Si trattava di ritocchi apparentemente marginali, ma tali da intaccarne alcuni dei principi fondamentali; essi incidevano, soprattutto, su quella rigorosa e drastica disciplina educativa degli alunni senza la quale non sarebbe stato possibile garantire la serietà della scuola. Ad esempio, la composizione delle commissioni degli esami di maturità comincia ad essere oggetto di revisione, con la riduzione del numero dei professori universitari al fine di conseguire una valutazione meno intransigente di quella voluta dal filosofo siciliano. Nel luglio del 1928 il posto di Fedele fu preso da Giuseppe Belluzzo, ingegnere, professore al Politecnico di Milano, di tutt’altra formazione e tutt’altra mentalità rispetto ai suoi predecessori. All’interno del fascismo si era avvertita la necessità di adeguare l’organizzazione italiana dell’istruzione a quella dei paesi più avanzati nella ricerca scientifica e tecnologica; la scelta di Belluzzo era stata effettuata in risposta a tale programma. Senza dimenticare i quadri dirigenti, i quadri intermedi e il personale esecutivo, egli si propose il compito di delineare una scuola tecnica capace di preparare la manodopera della quale le attività produttive del momento avevano bisogno per il loro incremento quantitativo e qualitativo.

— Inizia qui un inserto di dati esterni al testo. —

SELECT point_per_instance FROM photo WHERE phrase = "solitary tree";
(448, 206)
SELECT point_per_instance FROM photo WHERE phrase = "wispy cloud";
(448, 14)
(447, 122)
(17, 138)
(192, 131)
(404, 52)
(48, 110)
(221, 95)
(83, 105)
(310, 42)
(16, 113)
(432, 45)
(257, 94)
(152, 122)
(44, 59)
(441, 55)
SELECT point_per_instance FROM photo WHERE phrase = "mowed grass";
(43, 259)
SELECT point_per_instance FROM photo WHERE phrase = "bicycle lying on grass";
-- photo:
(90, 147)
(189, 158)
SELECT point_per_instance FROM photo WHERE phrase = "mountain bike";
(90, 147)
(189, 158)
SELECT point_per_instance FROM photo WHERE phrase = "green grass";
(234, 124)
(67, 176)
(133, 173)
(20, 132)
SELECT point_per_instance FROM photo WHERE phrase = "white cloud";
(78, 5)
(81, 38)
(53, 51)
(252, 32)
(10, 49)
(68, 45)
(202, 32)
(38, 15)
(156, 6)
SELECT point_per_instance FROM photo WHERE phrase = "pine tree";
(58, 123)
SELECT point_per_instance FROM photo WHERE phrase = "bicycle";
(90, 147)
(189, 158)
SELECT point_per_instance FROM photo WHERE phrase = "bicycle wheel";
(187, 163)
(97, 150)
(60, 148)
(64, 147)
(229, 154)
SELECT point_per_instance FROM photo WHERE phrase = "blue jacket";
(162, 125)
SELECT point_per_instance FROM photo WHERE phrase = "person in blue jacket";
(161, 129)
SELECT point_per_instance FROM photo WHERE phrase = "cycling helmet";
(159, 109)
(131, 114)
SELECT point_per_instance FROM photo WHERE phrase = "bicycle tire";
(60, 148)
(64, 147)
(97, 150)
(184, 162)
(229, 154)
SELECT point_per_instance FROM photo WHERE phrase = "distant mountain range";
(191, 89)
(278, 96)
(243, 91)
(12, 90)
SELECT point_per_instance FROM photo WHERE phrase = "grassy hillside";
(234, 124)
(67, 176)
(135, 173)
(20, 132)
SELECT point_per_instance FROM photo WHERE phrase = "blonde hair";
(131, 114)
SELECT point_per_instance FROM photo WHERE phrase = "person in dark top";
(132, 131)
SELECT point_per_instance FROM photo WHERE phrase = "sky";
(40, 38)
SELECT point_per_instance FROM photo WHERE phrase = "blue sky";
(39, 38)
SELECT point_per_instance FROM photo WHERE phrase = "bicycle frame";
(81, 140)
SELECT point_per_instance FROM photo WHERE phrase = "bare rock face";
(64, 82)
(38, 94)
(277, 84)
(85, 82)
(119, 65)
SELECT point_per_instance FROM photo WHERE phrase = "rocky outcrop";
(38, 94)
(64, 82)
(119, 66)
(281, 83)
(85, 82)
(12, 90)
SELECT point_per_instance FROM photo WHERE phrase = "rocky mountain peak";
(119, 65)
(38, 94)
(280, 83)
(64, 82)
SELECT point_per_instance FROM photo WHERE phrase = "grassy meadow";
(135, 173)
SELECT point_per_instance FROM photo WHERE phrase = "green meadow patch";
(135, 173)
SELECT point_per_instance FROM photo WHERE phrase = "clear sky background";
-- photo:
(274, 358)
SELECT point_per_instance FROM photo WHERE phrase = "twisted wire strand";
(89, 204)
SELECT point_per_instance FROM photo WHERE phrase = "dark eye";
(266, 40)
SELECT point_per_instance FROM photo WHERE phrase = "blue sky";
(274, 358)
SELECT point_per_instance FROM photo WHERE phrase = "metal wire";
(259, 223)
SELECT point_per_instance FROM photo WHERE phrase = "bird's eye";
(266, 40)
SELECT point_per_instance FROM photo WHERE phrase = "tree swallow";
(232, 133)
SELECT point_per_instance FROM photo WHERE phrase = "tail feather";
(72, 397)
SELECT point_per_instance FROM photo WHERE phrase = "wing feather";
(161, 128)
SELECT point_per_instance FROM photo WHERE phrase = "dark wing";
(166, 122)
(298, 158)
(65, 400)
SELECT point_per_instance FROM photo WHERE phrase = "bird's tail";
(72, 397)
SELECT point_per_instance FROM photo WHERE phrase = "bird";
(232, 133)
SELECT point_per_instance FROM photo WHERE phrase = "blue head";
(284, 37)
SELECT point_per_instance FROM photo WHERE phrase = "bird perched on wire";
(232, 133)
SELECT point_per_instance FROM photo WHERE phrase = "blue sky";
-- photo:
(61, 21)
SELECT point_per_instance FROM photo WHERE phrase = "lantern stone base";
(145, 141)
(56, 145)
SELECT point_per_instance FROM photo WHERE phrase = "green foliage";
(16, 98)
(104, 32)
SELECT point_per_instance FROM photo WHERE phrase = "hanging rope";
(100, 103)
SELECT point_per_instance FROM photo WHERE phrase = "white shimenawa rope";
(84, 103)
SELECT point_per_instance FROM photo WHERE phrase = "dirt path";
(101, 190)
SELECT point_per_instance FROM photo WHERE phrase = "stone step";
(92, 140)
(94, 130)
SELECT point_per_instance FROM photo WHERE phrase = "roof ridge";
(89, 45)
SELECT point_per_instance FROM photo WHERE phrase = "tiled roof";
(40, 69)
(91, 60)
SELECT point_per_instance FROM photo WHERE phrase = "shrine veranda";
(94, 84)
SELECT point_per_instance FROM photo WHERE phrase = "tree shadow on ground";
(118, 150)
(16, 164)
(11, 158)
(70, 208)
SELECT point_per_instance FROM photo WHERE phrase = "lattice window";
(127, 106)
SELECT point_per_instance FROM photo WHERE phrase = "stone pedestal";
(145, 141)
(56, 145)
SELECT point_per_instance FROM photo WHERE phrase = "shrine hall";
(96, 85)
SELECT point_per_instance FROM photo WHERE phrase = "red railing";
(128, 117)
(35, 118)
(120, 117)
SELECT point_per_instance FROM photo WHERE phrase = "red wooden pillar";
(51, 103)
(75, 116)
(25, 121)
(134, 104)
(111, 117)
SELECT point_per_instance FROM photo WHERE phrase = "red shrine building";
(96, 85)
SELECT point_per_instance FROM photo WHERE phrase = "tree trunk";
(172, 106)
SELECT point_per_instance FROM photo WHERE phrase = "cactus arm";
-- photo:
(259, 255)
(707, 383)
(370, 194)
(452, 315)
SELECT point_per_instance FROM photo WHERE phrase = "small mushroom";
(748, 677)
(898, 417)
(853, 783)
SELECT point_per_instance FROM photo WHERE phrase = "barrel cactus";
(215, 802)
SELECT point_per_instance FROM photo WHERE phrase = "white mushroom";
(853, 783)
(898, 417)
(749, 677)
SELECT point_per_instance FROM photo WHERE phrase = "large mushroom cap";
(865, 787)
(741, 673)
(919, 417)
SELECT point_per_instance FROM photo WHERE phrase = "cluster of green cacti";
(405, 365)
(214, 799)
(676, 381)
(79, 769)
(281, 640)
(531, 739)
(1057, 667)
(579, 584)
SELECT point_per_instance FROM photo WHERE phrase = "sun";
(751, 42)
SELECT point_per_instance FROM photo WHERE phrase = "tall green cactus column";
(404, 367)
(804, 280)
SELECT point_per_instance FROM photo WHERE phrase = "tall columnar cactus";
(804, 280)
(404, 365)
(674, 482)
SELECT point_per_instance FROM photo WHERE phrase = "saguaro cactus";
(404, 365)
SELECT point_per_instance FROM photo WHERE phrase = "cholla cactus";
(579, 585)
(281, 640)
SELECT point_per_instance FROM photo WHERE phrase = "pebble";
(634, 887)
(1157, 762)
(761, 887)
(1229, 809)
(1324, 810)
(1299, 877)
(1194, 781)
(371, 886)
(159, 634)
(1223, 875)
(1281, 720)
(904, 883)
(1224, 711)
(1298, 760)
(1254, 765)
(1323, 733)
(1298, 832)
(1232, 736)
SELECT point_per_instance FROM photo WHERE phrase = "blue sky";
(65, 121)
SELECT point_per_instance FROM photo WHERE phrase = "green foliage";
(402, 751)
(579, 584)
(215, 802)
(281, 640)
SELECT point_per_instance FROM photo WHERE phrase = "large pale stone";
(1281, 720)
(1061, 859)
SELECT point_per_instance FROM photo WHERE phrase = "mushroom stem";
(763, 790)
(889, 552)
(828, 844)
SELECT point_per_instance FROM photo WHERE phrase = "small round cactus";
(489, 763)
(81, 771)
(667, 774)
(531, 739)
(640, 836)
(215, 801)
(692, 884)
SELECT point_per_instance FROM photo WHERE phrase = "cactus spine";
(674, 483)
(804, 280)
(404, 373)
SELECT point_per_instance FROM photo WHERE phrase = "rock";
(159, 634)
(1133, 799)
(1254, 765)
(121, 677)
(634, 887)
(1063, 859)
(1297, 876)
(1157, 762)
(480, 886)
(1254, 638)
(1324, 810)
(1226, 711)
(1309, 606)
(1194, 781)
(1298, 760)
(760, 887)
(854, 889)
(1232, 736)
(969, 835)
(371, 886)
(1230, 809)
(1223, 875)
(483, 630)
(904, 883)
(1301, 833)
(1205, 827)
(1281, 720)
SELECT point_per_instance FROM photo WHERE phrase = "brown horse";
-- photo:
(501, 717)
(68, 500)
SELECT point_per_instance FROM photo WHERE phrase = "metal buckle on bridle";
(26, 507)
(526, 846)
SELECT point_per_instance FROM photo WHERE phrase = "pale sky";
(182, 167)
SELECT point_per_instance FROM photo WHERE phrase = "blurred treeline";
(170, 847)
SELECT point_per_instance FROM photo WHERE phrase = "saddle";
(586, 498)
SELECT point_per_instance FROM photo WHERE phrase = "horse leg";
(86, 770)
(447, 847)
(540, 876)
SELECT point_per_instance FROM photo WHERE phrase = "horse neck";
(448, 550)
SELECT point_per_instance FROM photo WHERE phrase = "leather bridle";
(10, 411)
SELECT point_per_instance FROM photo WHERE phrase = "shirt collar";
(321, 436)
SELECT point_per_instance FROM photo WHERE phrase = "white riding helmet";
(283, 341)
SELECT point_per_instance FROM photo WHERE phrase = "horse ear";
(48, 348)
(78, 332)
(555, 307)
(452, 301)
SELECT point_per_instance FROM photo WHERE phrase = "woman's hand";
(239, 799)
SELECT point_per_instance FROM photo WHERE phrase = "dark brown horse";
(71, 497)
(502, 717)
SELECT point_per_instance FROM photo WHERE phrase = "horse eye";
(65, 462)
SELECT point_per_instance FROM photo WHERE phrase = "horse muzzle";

Egli decise il passaggio, dal 1 Luglio 198, di tutta l’organizzazione scolastica tecnica e professionale al Ministero dell’Educazione Nazionale; la decisione ebbe una motivazione politica, perché la scuola cominciava ad essere considerata come veicolo del consenso e l’assegnazione di tutte le scuole ad un unico ministro avrebbe facilitato iniziative di propaganda e di proselitismo, a tutto danno del futuro culturale dei cittadini e dello sviluppo economico dello stato.
I Patti Lateranensi, stipulati tra lo Stato italiano e la Chiesa Cattolica nel Febbraio 1929, affermando che “l’Italia considera fondamento e coronamento dell’istruzione pubblica l’insegnamento della dottrina cristiana secondo la forma ricevuta dalla tradizione cattolica”, apportarono un’ulteriore novità estendendo l’insegnamento della religione alle scuole di ogni ordine e grado (Gentile l’aveva introdotta solo nella scuola elementare). Consapevole dell’importanza del riconoscimento “ufficiale” che derivava al fascismo ed al suo segretario dal fatto stesso che un’istituzione millenaria come la Chiesa accettasse di trattare con lui, Mussolini fu largo di concessioni, nei confronti del mondo cattolico ed infatti, tra gli aspetti più significativi della politica scolastica fascista, ci furono i provvedimenti, a partire dalla finedegli anni Trenta, a favore delle scuole private, la maggior parte delle quali erano cattoliche. Con il R.D.L. 3 Giugno 1938 (convertito il legge nel Gennaio del 1939) si promossero una serie di disposizioni che facilitavano il riconoscimento legale, o parifica, delle scuole private, che avessero corrisposto a certi impegni di gran lunga più lievi di quelli, che precedentemente erano stati richiesti. Dal Novembre 1936 il ministro Giuseppe Bottai favoriva ulteriormente l’espansione della scuola privata e dava ad essa una organizzazione unitaria, per farne l’alternativa alla scuola pubblica più aderente alle pretese del regime. Ma la scuola privata, soprattutto quella cattolica, si sottrasse allo stretto abbraccio, che il ministro fascista aveva cercato di offrirle. Infatti, la Chiesa si servì del nuovo strumento del “riconoscimento legale” per promuovere numerose istituzioni di scuole ecclesiastiche e religiose, all’interno delle quali curò l’insegnamento e la diffusione del credo cattolico e non quello del fascismo; fu la stessa Santa Sede ad assumere con il massimo rigore il controllo dell’organizzazione scolastica cattolica e non mancò di invitare i vescovi, perché intervenissero nelle proprie diocesi per eludere gli interventi politici e garantire la più ampia libertà di insegnamento.